Corrected concentrations were obtained from an average of three charge states in a typical experiment. All values are in μM.

Figure 3.

Determination of the values of K₁ (A) and K₂ (B) by plotting (C_N/[E])/(C_N−1/(E])) versus [S] and fitting the data using Eq. 10, where [S] is the ADP concentration.

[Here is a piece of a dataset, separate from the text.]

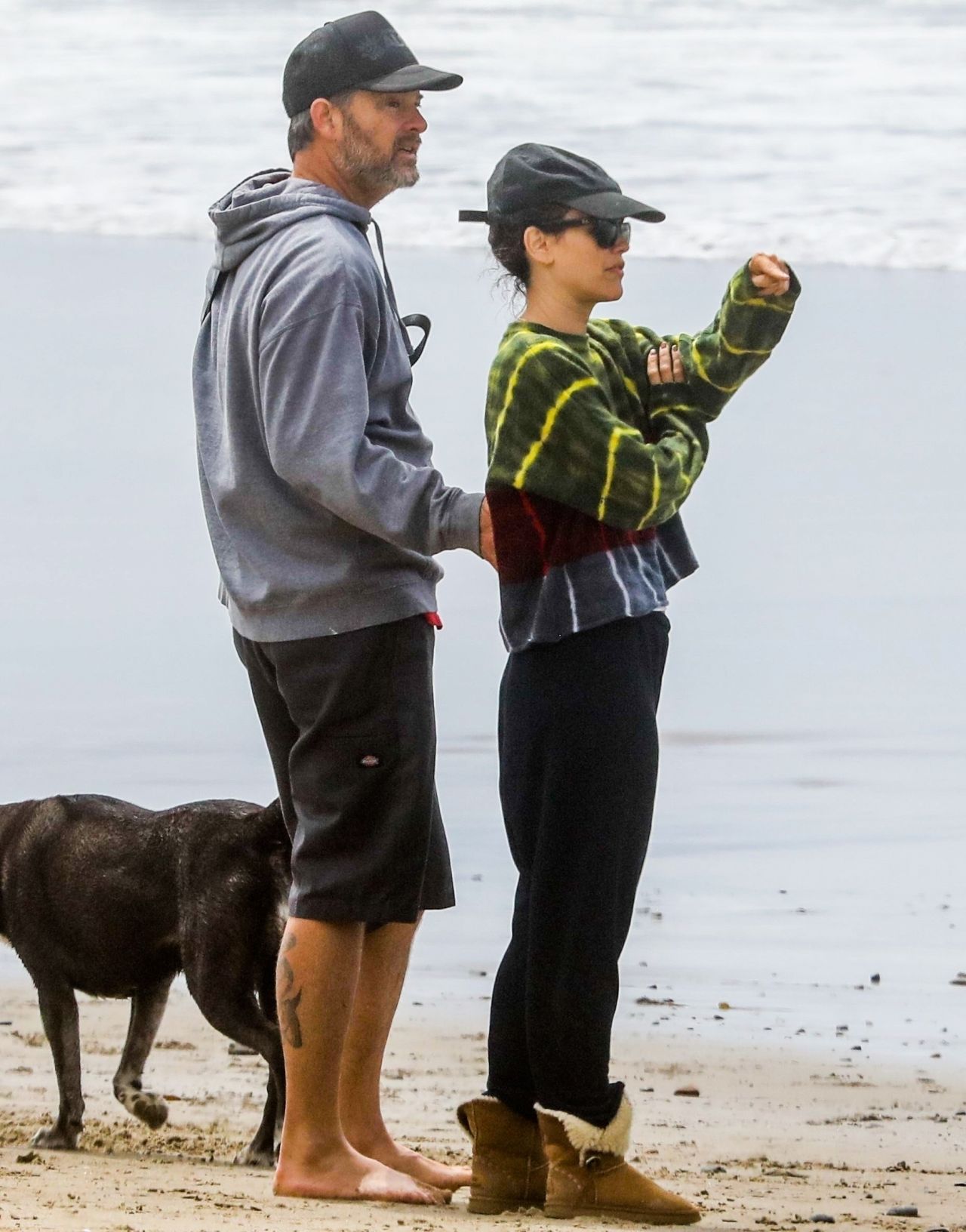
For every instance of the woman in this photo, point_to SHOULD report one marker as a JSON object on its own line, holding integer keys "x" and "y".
{"x": 597, "y": 433}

Each data point is calculated from the average of the three observed charge states (18⁺, 19⁺, and 20⁺) in four independent experiments.

In summary, the method presented in this article makes it possible to separate specific from nonspecific binding when using nonensemble methods, so that the distribution of specific binding stoichiometries at any ligand concentration can be determined. The method can be applied to data for any ligand-protein system obtained using an experimental approach that can distinguish between populations with different numbers of bound ligand molecules. Major advantages of our method are that no previous information regarding the mechanism of ligand interaction is required and determination of the values of the binding constants is straightforward.